Plant recognition of Xanthomonas effector proteins
Eric Marois, Thomas Lahaye, Laurent Noel, Sebastian Schornack, Boris Szurek and Ulla Bonas
Institute of Genetics, Martin-Luther-University Halle-Wittenberg, 06099 Halle, Germany.

Bacterial spot disease on pepper and tomato plants is caused by the gram-negative bacterium Xanthomonas campestris pv. vesicatoria (Xcv). Basic pathogenicity in susceptible plants and recognition in resistant plants is controlled by a type III protein secretion system which is encoded by hrp genes. The Hrp system secretes effector proteins across the bacterial envelope and probably translocates some of them into the plant cell.
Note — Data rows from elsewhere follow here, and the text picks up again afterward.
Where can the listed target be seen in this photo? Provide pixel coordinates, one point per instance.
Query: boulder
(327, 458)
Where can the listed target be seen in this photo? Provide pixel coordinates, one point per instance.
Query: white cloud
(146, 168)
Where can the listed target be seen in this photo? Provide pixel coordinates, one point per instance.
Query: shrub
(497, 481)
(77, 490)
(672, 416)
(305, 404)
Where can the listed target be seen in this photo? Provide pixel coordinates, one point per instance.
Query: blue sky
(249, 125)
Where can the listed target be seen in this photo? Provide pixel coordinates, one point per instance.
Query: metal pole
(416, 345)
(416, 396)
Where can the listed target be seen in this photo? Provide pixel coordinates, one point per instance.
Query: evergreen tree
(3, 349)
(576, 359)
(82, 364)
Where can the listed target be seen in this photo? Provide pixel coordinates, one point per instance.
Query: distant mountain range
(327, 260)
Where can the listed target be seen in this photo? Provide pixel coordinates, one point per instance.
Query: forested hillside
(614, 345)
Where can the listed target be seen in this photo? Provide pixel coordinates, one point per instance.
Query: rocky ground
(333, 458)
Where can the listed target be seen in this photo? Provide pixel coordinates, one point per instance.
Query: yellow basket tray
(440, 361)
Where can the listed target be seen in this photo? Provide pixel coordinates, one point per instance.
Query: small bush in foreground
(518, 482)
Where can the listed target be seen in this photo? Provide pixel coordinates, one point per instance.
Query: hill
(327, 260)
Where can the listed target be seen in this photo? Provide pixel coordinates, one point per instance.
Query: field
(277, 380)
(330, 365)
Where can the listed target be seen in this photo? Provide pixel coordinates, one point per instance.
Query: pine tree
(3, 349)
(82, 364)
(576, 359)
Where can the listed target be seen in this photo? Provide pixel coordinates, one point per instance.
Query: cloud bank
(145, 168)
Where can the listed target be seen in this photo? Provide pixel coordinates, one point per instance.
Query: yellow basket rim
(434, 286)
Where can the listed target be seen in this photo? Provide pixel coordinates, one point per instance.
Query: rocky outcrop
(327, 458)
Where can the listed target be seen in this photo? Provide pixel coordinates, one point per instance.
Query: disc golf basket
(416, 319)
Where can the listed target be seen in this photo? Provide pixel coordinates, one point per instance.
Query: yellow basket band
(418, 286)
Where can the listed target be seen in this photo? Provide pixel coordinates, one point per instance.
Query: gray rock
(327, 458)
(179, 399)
One of the effector proteins studied in our laboratory is the avirulence protein AvrBs3. AvrBs3 is a 122 kDa protein with a central domain of 17.5 tandem, nearly identical repeat motifs of 34 amino acids. Xcv strains expressing AvrBs3 are specifically recognized by pepper plants carrying the resistance gene Bs3. AvrBs3 recognition occurs inside the plant cell and results in the induction of the hypersensitive reaction (HR). Interestingly, AvrBs3 also has an effect on susceptible pepper and tomato plants, in which hypertrophy is induced. Both HR induction and hypertrophy depends on functional nuclear localization signals and an acidic activation domain in AvrBs3. To elucidate signalling of AvrBs3 in the plant cell we have performed a yeast-interaction trap screen to identify pepper proteins interacting with AvrBs3. Using a cDNA-AFLP approach pepper genes induced by AvrBs3 were isolated from the susceptible plant. In addition, data on the isolation of Bs4, a tomato resistance gene that mediates recognition of an avrBs3 homolog, avrBs3-2, will be discussed.

Signalling mechanisms leading to programmed cell death during the Hypersensitive Response in Arabidopsis thaliana
Radhika Desikan
Centre for Research in Plant Science, Faculty of Applied Sciences, University of the West of England, Bristol, Coldharbour Lane, Bristol BS16 1QY, UK.

Programmed cell death (PCD) is a form of cellular suicide characteristic of the Hypersensitive Response (HR), during which plants challenged by potential microbial pathogens display rapid and localised cell death. The HR is part of a complex suite of active defence responses induced via a range of molecular communications between plant and pathogen, and that requires elaborate host cell signalling mechanisms. We have been using suspension cultures of Arabidopsis thaliana and pathovars of the phytopathogenic bacterium Pseudomonas syringae pv maculicola to elucidate the signalling pathways leading to PCD during plant:bacteria interactions. Treatment of Arabidopsis cells with harpin, a proteinaceous bacterial elicitor secreted by P. syringae pv syringae, results in the rapid generation of H2O2 and PCD; similarly H2O2 treatment also results in PCD. Both harpin and H2O2 treatments lead to the activation of distinct mitogen-activated protein kinases (MAPKs). Inoculation of Arabidopsis suspension cultures with avirulent but not virulent races of Pseudomonas syringae pv maculicola results in PCD, in keeping with the HR responses seen in planta. Moreover, only inoculation with avirulent bacteria induces a specific burst of H2O2 synthesis and nitric oxide (NO) generation. Exogenous NO also induces PCD in Arabidopsis cells. H2O2 and NO-induced PCD appears to be additive, requiring both common and distinct signalling pathways. H2O2 and NO-induced PCD require gene expression: we are currently exploring global changes in gene expression using microarray analysis.